They just posted Will the Puzzle of the Cambrian Explosion Finally Be Solved? It was written by ol’ Hambo himself, the ayatollah of Appalachia, the world’s holiest man who knows more about religion and science than everyone else. Here are some excerpts, with bold font added by us for emphasis, and occasional Curmudgeonly interjections that look [like this]:

What’s the “Cambrian Explosion?” [Link to an AIG article omitted!] Well, this refers to an evolutionary enigma. In Cambrian rock layers, life appears to “explode” on the scene, as representatives of every major phylum just pop into existence fully formed and functioning. While this makes perfect sense in a biblical view (this is roughly when the global flood began and soon buried billions of creatures), in the evolutionary view, where are the ancestors to all these creatures?

Ah yes, the Flood makes perfect sense of all those fossils. Then he says (with his ellipsis):

This question puzzled Darwin . . . and it still puzzles evolutionists today. Well, a new study of “remarkably well-preserved fossils” is being touted as a 547-million-year-old piece of that puzzle.

He’s referring to the same study we wrote about last week. But Hambo is far wiser than those hell-bound Darwinist fools who did the research. He tells us:

Properly interpreted through the lens of the history in God’s Word [Ah, yes!], those layers are likely mostly flood sediment, as is the majority of the fossil record (including the Cambrian right above). So those layers are only about 4,350 years old, not over half a billion as is claimed.

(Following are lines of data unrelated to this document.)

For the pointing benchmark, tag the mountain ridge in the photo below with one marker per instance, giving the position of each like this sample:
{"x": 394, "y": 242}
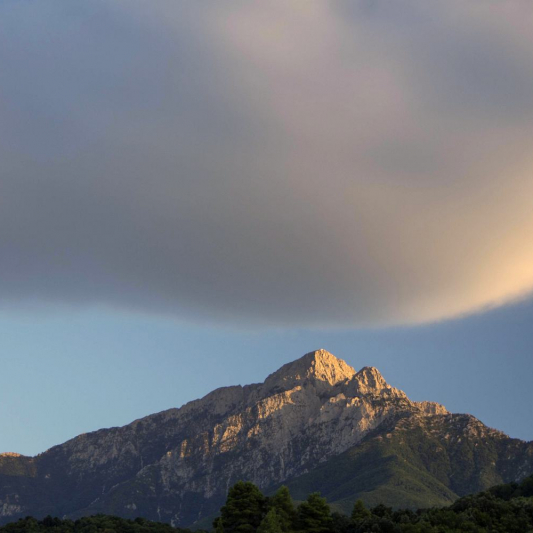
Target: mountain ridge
{"x": 177, "y": 465}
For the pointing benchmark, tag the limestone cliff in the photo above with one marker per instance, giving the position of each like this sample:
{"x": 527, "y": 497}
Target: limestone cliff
{"x": 177, "y": 465}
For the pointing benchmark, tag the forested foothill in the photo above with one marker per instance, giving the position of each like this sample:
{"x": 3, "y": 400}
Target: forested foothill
{"x": 504, "y": 508}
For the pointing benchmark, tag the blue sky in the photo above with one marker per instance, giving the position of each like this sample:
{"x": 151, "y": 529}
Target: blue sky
{"x": 194, "y": 193}
{"x": 70, "y": 373}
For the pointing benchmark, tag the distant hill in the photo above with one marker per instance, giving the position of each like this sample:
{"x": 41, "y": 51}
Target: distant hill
{"x": 315, "y": 425}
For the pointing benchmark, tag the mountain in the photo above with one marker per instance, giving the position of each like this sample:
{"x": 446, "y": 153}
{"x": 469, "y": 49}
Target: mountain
{"x": 315, "y": 424}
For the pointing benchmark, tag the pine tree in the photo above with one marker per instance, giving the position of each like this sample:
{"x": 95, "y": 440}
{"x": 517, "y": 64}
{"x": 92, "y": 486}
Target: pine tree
{"x": 284, "y": 506}
{"x": 271, "y": 523}
{"x": 244, "y": 509}
{"x": 360, "y": 512}
{"x": 314, "y": 515}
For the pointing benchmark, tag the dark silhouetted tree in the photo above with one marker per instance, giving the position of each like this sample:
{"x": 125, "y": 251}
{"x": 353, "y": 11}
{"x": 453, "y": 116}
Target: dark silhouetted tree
{"x": 284, "y": 506}
{"x": 244, "y": 509}
{"x": 314, "y": 515}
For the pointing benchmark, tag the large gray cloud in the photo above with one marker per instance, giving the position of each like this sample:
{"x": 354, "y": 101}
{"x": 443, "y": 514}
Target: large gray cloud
{"x": 280, "y": 162}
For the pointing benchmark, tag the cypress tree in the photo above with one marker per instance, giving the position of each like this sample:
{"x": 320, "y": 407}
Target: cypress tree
{"x": 314, "y": 515}
{"x": 360, "y": 512}
{"x": 271, "y": 523}
{"x": 284, "y": 506}
{"x": 244, "y": 509}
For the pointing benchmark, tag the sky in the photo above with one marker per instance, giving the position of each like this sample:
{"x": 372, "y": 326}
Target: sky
{"x": 195, "y": 193}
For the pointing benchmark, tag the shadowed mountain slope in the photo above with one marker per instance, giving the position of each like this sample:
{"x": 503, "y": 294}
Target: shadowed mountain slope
{"x": 315, "y": 424}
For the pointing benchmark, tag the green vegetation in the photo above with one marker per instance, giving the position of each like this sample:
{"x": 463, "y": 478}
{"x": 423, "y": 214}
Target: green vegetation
{"x": 89, "y": 524}
{"x": 502, "y": 509}
{"x": 413, "y": 466}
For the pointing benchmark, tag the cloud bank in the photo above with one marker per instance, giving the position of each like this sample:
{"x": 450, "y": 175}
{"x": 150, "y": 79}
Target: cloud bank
{"x": 281, "y": 163}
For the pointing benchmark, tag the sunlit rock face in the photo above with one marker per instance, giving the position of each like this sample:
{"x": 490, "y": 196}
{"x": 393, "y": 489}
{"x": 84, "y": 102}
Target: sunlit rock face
{"x": 177, "y": 465}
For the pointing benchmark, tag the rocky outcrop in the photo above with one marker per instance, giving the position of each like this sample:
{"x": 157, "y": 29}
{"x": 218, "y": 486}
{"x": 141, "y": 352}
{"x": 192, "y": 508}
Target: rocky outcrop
{"x": 177, "y": 465}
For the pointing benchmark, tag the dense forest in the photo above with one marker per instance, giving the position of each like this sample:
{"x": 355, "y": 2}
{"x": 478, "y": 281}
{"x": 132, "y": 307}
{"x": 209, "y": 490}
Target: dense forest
{"x": 502, "y": 509}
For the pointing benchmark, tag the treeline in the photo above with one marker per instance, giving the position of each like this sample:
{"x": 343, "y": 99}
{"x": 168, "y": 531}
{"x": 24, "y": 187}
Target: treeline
{"x": 89, "y": 524}
{"x": 502, "y": 509}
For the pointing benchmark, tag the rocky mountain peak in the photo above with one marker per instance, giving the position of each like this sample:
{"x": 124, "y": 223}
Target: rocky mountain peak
{"x": 319, "y": 365}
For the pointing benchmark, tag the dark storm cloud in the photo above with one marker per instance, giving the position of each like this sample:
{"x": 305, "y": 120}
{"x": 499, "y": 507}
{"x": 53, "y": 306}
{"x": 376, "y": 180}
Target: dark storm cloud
{"x": 269, "y": 162}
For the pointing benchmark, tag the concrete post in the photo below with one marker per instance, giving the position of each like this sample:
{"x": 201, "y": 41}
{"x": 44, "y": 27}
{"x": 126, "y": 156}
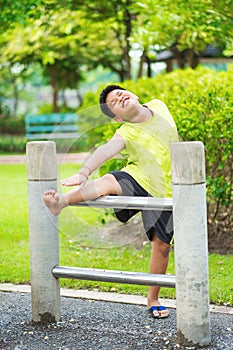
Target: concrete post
{"x": 190, "y": 243}
{"x": 43, "y": 230}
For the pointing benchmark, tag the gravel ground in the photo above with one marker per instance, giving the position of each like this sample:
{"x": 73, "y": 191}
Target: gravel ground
{"x": 95, "y": 325}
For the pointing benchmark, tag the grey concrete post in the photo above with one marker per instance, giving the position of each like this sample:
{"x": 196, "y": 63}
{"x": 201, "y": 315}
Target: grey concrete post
{"x": 190, "y": 243}
{"x": 43, "y": 230}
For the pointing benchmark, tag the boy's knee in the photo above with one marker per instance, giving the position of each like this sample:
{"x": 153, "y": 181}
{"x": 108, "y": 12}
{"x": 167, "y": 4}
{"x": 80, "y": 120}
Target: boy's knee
{"x": 163, "y": 247}
{"x": 108, "y": 185}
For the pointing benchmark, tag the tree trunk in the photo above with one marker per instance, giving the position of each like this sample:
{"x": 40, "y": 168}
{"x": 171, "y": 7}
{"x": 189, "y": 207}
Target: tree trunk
{"x": 53, "y": 77}
{"x": 15, "y": 96}
{"x": 127, "y": 48}
{"x": 142, "y": 60}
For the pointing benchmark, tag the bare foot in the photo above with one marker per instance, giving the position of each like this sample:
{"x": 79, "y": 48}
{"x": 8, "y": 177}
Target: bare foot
{"x": 53, "y": 201}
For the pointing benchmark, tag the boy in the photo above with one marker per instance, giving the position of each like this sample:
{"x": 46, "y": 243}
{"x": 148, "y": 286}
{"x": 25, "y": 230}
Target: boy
{"x": 146, "y": 133}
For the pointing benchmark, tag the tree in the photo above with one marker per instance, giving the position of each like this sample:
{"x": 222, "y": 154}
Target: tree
{"x": 61, "y": 42}
{"x": 185, "y": 27}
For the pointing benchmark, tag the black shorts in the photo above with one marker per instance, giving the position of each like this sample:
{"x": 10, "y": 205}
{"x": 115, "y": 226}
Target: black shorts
{"x": 159, "y": 223}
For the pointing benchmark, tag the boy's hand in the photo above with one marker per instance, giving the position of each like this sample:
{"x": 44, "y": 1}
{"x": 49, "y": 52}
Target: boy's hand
{"x": 77, "y": 179}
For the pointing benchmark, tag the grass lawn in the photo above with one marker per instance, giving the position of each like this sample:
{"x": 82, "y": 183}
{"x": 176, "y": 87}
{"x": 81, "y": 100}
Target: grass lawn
{"x": 81, "y": 244}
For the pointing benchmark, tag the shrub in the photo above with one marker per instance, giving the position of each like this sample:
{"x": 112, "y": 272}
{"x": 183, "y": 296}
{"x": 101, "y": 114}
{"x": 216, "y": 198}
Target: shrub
{"x": 12, "y": 126}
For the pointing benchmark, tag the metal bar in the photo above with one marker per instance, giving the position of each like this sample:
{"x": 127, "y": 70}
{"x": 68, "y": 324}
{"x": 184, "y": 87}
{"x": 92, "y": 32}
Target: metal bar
{"x": 142, "y": 203}
{"x": 114, "y": 276}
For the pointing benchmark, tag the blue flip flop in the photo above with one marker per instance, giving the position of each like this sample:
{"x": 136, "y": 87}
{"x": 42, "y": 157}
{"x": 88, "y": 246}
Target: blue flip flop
{"x": 158, "y": 308}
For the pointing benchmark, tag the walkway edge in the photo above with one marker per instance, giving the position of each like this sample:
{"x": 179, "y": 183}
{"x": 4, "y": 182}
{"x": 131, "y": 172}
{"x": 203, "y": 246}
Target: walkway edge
{"x": 108, "y": 297}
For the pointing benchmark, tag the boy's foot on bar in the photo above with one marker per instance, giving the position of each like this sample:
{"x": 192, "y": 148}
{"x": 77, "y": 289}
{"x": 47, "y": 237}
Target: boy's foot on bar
{"x": 53, "y": 201}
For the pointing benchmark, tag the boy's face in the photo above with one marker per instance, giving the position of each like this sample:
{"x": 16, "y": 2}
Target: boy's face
{"x": 122, "y": 103}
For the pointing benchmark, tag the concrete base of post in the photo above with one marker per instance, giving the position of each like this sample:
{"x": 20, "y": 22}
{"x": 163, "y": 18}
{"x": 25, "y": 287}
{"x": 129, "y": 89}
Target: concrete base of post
{"x": 43, "y": 231}
{"x": 190, "y": 243}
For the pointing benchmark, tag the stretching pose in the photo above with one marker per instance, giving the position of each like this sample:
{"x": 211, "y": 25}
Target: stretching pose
{"x": 146, "y": 132}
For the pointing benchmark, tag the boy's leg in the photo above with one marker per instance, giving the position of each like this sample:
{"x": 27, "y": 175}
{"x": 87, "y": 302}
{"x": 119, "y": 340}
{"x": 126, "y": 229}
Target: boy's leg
{"x": 93, "y": 189}
{"x": 158, "y": 265}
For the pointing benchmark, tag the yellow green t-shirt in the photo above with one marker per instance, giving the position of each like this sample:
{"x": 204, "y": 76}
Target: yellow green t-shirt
{"x": 148, "y": 148}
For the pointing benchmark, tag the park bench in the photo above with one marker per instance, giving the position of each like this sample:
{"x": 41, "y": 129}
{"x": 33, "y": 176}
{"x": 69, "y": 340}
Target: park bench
{"x": 51, "y": 126}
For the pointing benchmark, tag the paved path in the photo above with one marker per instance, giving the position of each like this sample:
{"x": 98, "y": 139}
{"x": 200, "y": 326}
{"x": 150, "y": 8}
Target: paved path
{"x": 89, "y": 324}
{"x": 61, "y": 158}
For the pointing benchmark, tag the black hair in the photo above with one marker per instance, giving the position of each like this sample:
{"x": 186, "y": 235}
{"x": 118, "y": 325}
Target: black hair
{"x": 103, "y": 96}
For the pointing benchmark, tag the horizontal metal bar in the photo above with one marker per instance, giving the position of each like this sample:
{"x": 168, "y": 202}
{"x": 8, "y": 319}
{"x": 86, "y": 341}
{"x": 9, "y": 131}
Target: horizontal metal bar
{"x": 127, "y": 277}
{"x": 122, "y": 202}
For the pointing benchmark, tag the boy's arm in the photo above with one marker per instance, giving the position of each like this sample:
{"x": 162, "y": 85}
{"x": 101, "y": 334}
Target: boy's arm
{"x": 98, "y": 157}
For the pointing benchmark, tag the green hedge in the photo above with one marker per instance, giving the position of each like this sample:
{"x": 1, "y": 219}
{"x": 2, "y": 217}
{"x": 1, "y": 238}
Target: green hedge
{"x": 201, "y": 103}
{"x": 12, "y": 126}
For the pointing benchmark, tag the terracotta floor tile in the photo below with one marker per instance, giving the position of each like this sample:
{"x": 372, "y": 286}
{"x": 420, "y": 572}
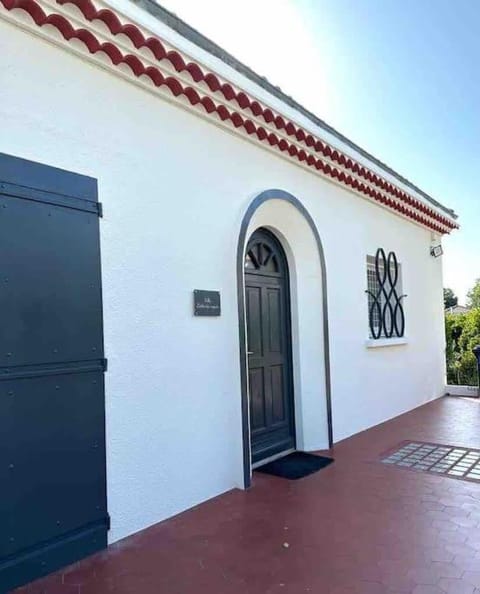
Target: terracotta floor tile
{"x": 356, "y": 527}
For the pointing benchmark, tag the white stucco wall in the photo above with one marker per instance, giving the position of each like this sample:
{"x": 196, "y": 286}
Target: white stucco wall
{"x": 175, "y": 190}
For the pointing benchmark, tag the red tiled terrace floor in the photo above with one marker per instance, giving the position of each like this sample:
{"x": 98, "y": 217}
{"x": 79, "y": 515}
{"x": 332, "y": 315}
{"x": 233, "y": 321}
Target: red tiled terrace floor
{"x": 358, "y": 526}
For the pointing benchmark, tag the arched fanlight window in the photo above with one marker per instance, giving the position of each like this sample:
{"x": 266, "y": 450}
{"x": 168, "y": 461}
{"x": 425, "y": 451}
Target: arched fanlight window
{"x": 261, "y": 258}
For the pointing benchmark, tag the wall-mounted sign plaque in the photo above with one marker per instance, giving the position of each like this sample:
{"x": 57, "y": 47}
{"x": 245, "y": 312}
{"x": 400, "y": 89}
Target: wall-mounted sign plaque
{"x": 206, "y": 303}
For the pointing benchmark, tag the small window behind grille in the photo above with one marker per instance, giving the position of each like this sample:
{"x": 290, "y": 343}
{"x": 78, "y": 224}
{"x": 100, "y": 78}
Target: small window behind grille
{"x": 377, "y": 312}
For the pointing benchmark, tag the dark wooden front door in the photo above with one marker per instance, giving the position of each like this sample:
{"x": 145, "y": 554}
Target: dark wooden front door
{"x": 53, "y": 508}
{"x": 272, "y": 426}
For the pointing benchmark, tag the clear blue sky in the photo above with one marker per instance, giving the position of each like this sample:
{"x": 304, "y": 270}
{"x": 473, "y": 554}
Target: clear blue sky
{"x": 400, "y": 78}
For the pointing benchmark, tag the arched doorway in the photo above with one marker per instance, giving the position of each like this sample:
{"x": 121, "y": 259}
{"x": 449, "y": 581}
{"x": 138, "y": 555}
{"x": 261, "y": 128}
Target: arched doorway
{"x": 269, "y": 356}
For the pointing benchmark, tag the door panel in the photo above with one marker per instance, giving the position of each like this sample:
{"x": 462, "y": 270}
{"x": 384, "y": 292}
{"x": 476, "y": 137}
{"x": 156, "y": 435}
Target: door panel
{"x": 268, "y": 337}
{"x": 53, "y": 508}
{"x": 256, "y": 378}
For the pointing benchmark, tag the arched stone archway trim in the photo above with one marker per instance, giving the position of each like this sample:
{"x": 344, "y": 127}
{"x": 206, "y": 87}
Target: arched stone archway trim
{"x": 275, "y": 194}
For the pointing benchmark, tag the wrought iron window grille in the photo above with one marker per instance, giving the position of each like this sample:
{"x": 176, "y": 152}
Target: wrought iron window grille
{"x": 386, "y": 315}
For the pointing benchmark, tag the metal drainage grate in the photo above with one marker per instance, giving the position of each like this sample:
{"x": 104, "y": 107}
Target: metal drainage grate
{"x": 460, "y": 463}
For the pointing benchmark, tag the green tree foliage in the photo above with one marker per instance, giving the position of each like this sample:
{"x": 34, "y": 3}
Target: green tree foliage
{"x": 463, "y": 334}
{"x": 449, "y": 298}
{"x": 473, "y": 296}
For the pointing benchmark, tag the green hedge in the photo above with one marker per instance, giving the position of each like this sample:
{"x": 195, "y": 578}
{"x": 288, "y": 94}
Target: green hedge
{"x": 463, "y": 334}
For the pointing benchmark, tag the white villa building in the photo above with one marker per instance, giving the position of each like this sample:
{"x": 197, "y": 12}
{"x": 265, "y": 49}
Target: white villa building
{"x": 257, "y": 282}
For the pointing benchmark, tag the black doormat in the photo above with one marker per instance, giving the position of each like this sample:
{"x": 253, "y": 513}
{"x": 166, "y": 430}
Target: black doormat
{"x": 296, "y": 465}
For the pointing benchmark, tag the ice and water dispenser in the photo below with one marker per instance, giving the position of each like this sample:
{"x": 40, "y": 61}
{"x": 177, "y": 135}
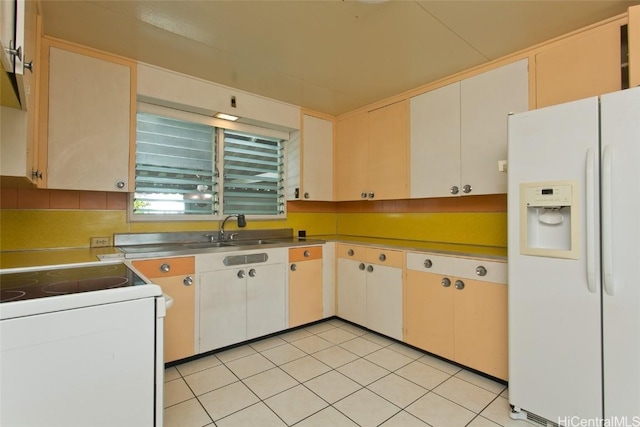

Hambo is so wise! He continues:

Now here’s where we must understand the difference between “observational” and “historical” science. They did observational science — looking at the preserved soft tissues — but then interpreted what they saw through the lens of their evolutionary worldview. If you read through the original paper [He links to the original paper], you will find words like “could,” “may,” “possibly,” and “inferred” — in other words, they don’t really know, but they are interpreting the remains in light of a specific worldview as they attempt to connect so-called Cambrian creatures with those of the Ediacaran.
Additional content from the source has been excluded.